Ag 101: Eggs

Aurora moving along the horizon

While stocking up on eggs recently, I noticed the wide variety of choices in the egg section. There were white eggs, brown eggs, and sizes ranging from medium to jumbo. I also found cartons labeled free-range, cage-free and organic. Looking at all of the options sparked many questions. Does shell color affect the taste or nutrition? How will egg size affect my recipe? Is free-range and cage-free the same? I had more questions the longer I thought about it.

After a few conversations with farmers and a little online research, I found my answers.

brown eggs

What’s the difference between White and Brown Eggs?

Egg shell color is determined by the breed of the chicken. White-feathered chickens with white ear lobes lay white eggs. Red or brown-feathered chickens with red ear lobes lay usually lay brown eggs.

Does shell color matter? Not really. Nutritionally there is no difference.

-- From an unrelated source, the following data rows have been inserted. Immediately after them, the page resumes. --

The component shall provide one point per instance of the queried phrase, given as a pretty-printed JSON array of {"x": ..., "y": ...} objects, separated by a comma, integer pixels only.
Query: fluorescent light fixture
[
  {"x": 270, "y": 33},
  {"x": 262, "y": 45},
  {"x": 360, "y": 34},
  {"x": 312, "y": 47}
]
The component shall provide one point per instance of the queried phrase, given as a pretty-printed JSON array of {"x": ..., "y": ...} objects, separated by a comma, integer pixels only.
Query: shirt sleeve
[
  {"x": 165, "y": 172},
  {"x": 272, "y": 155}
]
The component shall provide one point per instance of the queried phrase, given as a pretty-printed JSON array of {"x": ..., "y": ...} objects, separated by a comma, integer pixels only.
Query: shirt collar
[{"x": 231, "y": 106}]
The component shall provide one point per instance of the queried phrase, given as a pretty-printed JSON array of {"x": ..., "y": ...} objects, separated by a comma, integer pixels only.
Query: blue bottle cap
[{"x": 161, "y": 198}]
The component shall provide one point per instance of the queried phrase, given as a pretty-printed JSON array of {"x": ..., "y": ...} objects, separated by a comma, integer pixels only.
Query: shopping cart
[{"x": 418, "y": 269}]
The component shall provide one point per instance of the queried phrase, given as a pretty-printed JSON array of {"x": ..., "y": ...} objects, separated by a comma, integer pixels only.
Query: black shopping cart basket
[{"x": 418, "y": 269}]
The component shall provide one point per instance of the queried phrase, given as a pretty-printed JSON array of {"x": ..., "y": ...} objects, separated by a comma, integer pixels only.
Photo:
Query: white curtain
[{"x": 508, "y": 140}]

Where are most eggs produced?

I’m proud to say that Iowa is the top egg producing state! According to the Iowa Egg Council, one in five eggs consumed United States is from an Iowa farm. Indiana, Ohio, Pennsylvania, and Texas around out the top five egg-producing states. These five states represent over half of all U.S. layers.

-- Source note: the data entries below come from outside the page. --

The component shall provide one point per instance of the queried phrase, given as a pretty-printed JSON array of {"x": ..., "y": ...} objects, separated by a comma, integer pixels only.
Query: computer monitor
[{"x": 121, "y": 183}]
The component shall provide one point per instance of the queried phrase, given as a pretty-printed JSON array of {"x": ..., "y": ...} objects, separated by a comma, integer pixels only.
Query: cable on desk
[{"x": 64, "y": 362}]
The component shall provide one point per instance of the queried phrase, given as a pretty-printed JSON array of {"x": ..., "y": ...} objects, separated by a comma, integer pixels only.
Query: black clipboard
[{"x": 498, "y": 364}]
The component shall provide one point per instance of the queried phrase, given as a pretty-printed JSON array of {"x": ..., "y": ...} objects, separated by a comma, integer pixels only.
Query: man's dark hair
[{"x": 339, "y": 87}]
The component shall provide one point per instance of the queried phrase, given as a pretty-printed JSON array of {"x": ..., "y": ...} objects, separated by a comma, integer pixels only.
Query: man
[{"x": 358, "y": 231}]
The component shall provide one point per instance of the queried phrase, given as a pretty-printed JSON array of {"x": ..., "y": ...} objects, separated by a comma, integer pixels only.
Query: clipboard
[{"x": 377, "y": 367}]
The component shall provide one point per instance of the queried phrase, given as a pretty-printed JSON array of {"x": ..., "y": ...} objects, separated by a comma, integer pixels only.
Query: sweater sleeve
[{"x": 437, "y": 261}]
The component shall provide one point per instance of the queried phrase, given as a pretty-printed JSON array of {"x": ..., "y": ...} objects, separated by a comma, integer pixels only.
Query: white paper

Why are so many eggs produced in Iowa?

Corn and soybeans are key components of a hen’s diet. In fact, Iowa’s laying hens eat about 58 million bushels of corn and 30 million bushels of soybeans annually. Raising hens near their feed source reduces the overall production costs. Chicken litter, or manure, from Iowa’s egg farms also provides a valuable soil amendment and nutrient source that is used to grow the next crop of corn and soybeans.

Are most eggs gathered by hand?

Farmers who raise a small number of hens to sell eggs locally likely gather their eggs by hand. But most of today’s farms utilize automated gathering belts to do the job! Check out this cool video to see how it works!

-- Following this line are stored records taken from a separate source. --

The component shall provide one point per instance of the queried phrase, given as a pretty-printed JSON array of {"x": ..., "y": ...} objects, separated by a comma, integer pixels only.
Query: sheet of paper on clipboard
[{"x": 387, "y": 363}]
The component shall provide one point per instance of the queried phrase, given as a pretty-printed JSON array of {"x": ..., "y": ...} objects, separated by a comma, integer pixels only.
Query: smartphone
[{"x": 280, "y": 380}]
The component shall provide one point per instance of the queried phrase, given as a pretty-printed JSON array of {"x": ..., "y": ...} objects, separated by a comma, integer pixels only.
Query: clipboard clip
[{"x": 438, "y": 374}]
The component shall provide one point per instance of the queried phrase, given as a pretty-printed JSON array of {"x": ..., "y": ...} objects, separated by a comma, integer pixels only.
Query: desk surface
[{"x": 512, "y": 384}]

How old are eggs in the grocery store?

Most eggs raised commercially, are shipped off the farm within 24 to 36 hours of being laid. Most go to a distributor, but still arrive at your local store within a week after being laid.

Apple Blossom In Spring!

What’s the difference between free range, cage free, and organic eggs?

Here’s the simple explanation:

Free-range eggs are produced by hens have access to outdoors. The hens consume grains, but may also eat wild plants and insects.

Cage-Free eggs are produced by hens raised inside, but may roam in a room or open area within the barn or poultry house.

Organic Eggs come from uncaged hens that have access to the outdoors. The hens are fed an organic diet of feed produced without conventional pesticides or fertilizers.

Visit the American Egg Board’s overview of common production systems if you’d like to know more.

What determines egg size?

All hens lay small eggs at first. The size of their eggs increases as they mature. In most modern breeds, hens are laying large to jumbo eggs by the time they are 40 weeks. Old.

A hen’s breed, body weight, and feed intake also affect egg size.


What size eggs should I buy?

If you are buying eggs to scramble, fry, or poach, it really doesn’t matter. After some experimentation, you might find that you have a preference based on your appetite. For me, two large eggs make the perfect breakfast. If I am buying eggs to make deviled eggs, I prefer x-large or jumbo ones.

Buying eggs to use in recipes is a different story. Most recipes are developed using large eggs. Using a different size, especially when baking, will affect the texture, flavor balance, and consistency. I have a friend who only buys x-large eggs. She is an avid baker and doesn’t notice a difference if the recipe only calls for a few eggs. However, if she is doubling a recipe she will often use one less egg than called for. For example, if the recipe calls for six eggs, she’ll only use five. This egg size conversion chart is a handy recourse if your family prefers an egg size other than large.